Silent Spring’s contribution to breast cancer prevention and environmental health is unparalleled. Since its founding, the Institute has published more than 100 scientific papers in top journals and its science has informed policies around the country.
Research supports national movement toward safer food packaging
In a 2017 study, we showed that toxic chemicals called PFAS are commonly found in fast food packaging in the U.S. PFAS (per- and polyfluoroalkyl substances) are grease- and waterproof chemicals found in a wide range of consumer products. Their widespread use in food packaging is concerning because PFAS have been linked with cancers, thyroid disease, immune suppression, low birth weight, and decreased fertility. Following the publication of our research, the state of Washington banned PFAS from all paper food packaging, making it the first state in the country to enact such a law. Several states have since introduced similar legislation.
Consumers can now purchase furniture free of toxic flame retardants
Our research on the health risks associated with exposure to toxic flame retardant chemicals inside the home led the state of California to revise its flammability standard for furniture. This new standard, which went into effect in 2014, provides fire safety while eliminating the need for flame retardants in furniture. Because California represents such as large market, this affected products across North America.
In 2017, Silent Spring testified before the U.S. Consumer Product Safety Commission in support of a petition to eliminate an entire class of flame retardants from children’s products, mattresses, upholstered furniture, and electronics. The CPSC ultimately voted in favor of the petition, representing a huge victory for public health.

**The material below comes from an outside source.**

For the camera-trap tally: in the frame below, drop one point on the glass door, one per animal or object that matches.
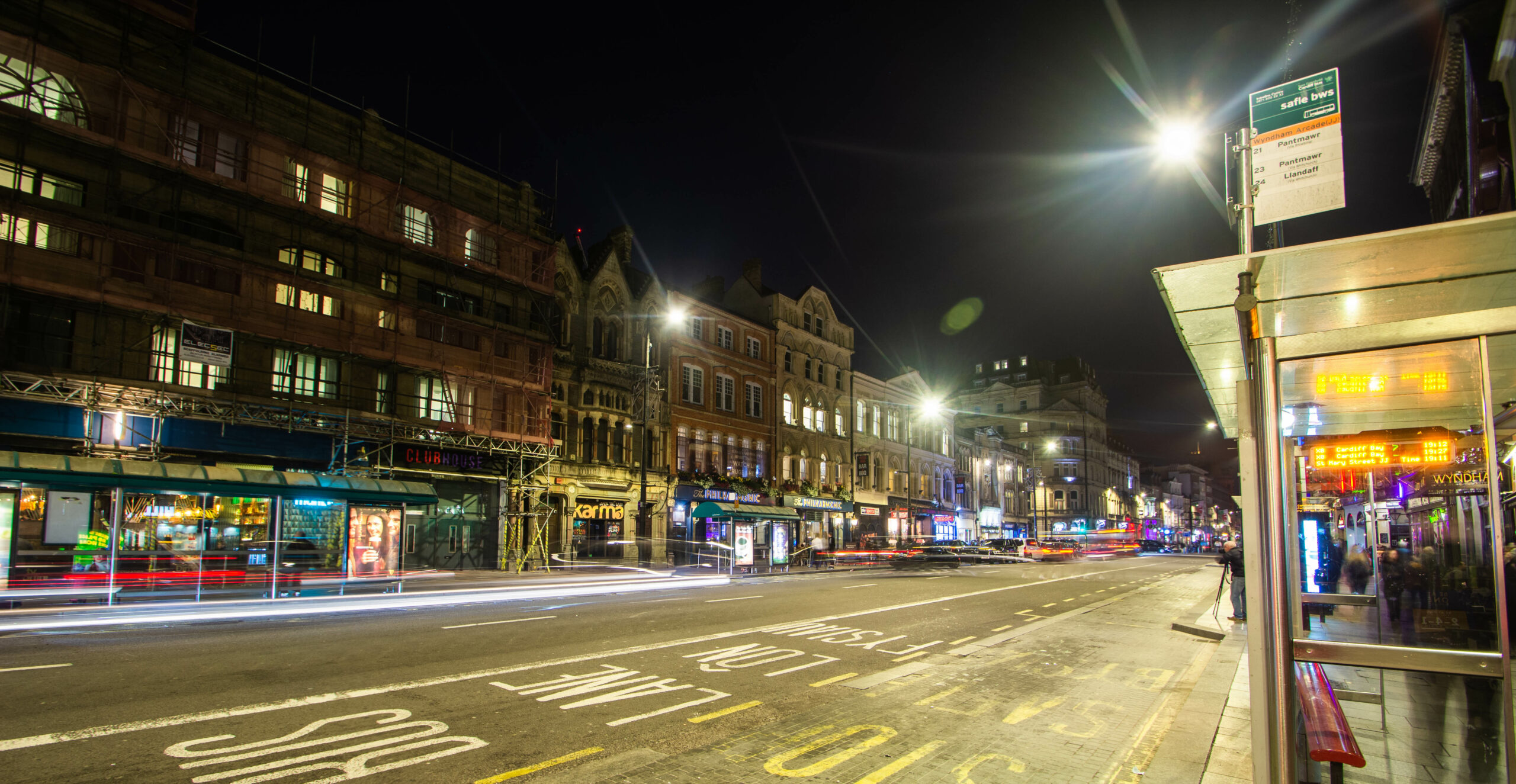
(1392, 551)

Boston changes fire code to protect public health
In 2016, scientists at Silent Spring along with other groups persuaded the City of Boston to change its fire code to allow furniture free of flame retardants in public places including hospitals, schools, and colleges. Many manufacturers welcome the changes since adding flame retardant chemicals to furniture can limit product design, reduce the furniture's longevity, and add substantial cost to production. Not only has this change saved institutions hundreds of thousands of dollars, for every college classroom that switches to flame retardant-free furniture, approximately 125,000 students will be spared exposure to harmful chemicals.
“Right to know” becomes more mainstream
Silent Spring has long called for greater sharing of individual results in environmental exposure and biomonitoring studies. Until recently, most researchers have been reluctant to do this for fear it would cause undue harm if the medical implications are unclear. However, the Institute’s pioneering research on the ethics of community-based research has shown just the opposite—reporting back improves science and health literacy, and is an effective tool for translating research into better public health. Today, Silent Spring’s innovative methods for sharing results have become a model for research nationwide.
Crowdsourced study empowers consumers to reduce their exposures
At Silent Spring, we believe knowledge is not just power, but a prescription for prevention. In 2016, we launched Detox Me™ Action Kit—the first crowdsourced biomonitoring study on people’s exposure to common household and environmental toxics. The innovative project is part of a national study to assess the U.S. population’s exposure to potentially harmful chemicals found in everyday consumer items, such as personal care products, food packaging, and household cleaners. Thanks to this study, people around the country can find out what’s in their bodies, and become empowered to reduce their exposures and live healthier lives.
Landmark publication on mammary carcinogens shapes national research agenda.
In a landmark study published in 2007 in the journal Cancer, researchers at Silent Spring identified 216 chemicals that cause mammary tumors in animals. The findings were based on an analysis of data from national and international sources. The researchers used the information to create a searchable online database called the Mammary Carcinogens Review Database, featuring detailed information on each carcinogen. The publication of this list—the first of its kind—was foundational. It provided a roadmap for studying these chemicals in humans, opened up an entire field of research on the links between environmental chemicals and breast cancer, and helped establish breast cancer prevention as a national research priority.